How Borrowers Can Use Credit Risks For Their Advantage?

When lending out money, there are hundreds of things – if not thousands – the lender thinks about. From cash flow and down payment to Return on Investment (ROI,) lenders are very likely o think twice prior to giving you the required funds. On the flip side, the borrower also has to consider hundreds of things before applying for a loan.
From the lender’s perspective, credit risks are the foremost factors that determine the lending process. If you, as a borrower, are convincing enough to cover credit risks, you have got the lender’s money. It is as simple as that.

Mikhail / Pexels / Prior to lending money, lenders think a hundred times about credit risk.
Therefore, it is essential for the borrower to know the mentality of the lender. At the same time, the borrower should also know how the lender actually thinks about credit risks. Once both parties are on the same page, there will potentially be no hindrance in getting the required money. Another essential part of understanding credit risks is that it will allow both parties – the lender and the borrower – to be on the same page. In turn, they will make a deal that will be mutually beneficial for both of them.
So, the question is: How can a borrower understand credit risks from the lender’s perspective? On top of that, how can a borrower make the most out of the credit risk factor that the lender is worried about?

Rodnae / Pexels / If a borrower understands the credit risk factor like a lender, both parties can make a mutually beneficial deal.

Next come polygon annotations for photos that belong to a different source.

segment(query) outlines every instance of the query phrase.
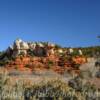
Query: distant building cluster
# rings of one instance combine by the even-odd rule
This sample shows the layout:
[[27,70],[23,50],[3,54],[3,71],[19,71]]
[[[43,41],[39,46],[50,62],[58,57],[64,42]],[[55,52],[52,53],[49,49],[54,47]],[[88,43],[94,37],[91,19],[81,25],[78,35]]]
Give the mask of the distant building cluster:
[[[69,48],[68,50],[64,50],[63,48],[57,48],[56,45],[52,43],[41,43],[41,42],[24,42],[21,39],[17,39],[14,41],[12,46],[9,46],[6,52],[9,55],[18,56],[20,54],[27,55],[28,51],[31,51],[35,56],[50,56],[63,53],[72,54],[74,50]],[[82,55],[82,50],[78,50],[79,55]]]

A deal that will go a long way. In this article, we are going to explore this. We will see how a lender views the credit risk factor. And how a borrower can use this same factor for his own benefit.
Pitch the Credit Story
Lenders are more concerned with where your business has been. They are not interested in future plans or your business will go. So, first thing first: Pitch the story of your business. Explain the turnovers of your business. Tell them how much money your business made in 6 months’ time.

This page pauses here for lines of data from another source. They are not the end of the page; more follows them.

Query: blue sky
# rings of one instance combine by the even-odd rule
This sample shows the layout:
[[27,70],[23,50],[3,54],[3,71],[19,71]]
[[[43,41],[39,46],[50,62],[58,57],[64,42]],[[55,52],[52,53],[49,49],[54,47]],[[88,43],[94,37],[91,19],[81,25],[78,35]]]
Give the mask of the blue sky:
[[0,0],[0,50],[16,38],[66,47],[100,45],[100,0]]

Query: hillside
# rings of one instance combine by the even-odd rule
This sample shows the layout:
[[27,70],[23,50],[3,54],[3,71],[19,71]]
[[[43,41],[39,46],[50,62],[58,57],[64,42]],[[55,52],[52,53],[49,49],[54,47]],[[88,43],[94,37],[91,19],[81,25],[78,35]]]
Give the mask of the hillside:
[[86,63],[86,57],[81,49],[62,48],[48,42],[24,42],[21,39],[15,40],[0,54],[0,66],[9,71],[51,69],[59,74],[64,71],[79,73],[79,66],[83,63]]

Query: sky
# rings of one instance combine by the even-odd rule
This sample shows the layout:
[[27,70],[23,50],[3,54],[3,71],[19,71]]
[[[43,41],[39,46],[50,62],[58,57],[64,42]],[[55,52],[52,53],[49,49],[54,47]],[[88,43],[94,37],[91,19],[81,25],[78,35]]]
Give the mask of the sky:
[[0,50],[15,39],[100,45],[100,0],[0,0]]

Andrea / Pexels / By telling the story of your business, you can convince lenders to offer you money.
In other words, you are talking about the past of your business. From your past revenues to return on investments, tell them everything. From your quarterly revenues to all profits, narrate everything in your credit story pitch.

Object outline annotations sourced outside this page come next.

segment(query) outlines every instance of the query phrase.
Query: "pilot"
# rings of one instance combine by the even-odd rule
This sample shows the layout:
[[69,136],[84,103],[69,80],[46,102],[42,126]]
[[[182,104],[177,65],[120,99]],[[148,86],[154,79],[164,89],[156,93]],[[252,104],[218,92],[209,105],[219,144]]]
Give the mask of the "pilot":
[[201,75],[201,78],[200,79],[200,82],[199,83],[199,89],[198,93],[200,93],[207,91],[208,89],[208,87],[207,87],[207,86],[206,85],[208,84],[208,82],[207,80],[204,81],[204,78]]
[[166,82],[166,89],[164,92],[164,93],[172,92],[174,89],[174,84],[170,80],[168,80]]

Once you pitch the “credit story,” the lender will be impressed by the story and make a potential deal with you. Notice that you are not talking about your unattained dreams. Instead, you are being very realistic about the operation of your business. This justifies “why” you need the help of the lender.
Thus, the fear of credit risk will disappear from the mind of the lender, and you will get your required investment. So, before you go out and ask for investment, prepare your pitch – that talks about the past of your business. Consequently, you will be able to effectively use the credit risk of the lender to your own advantage.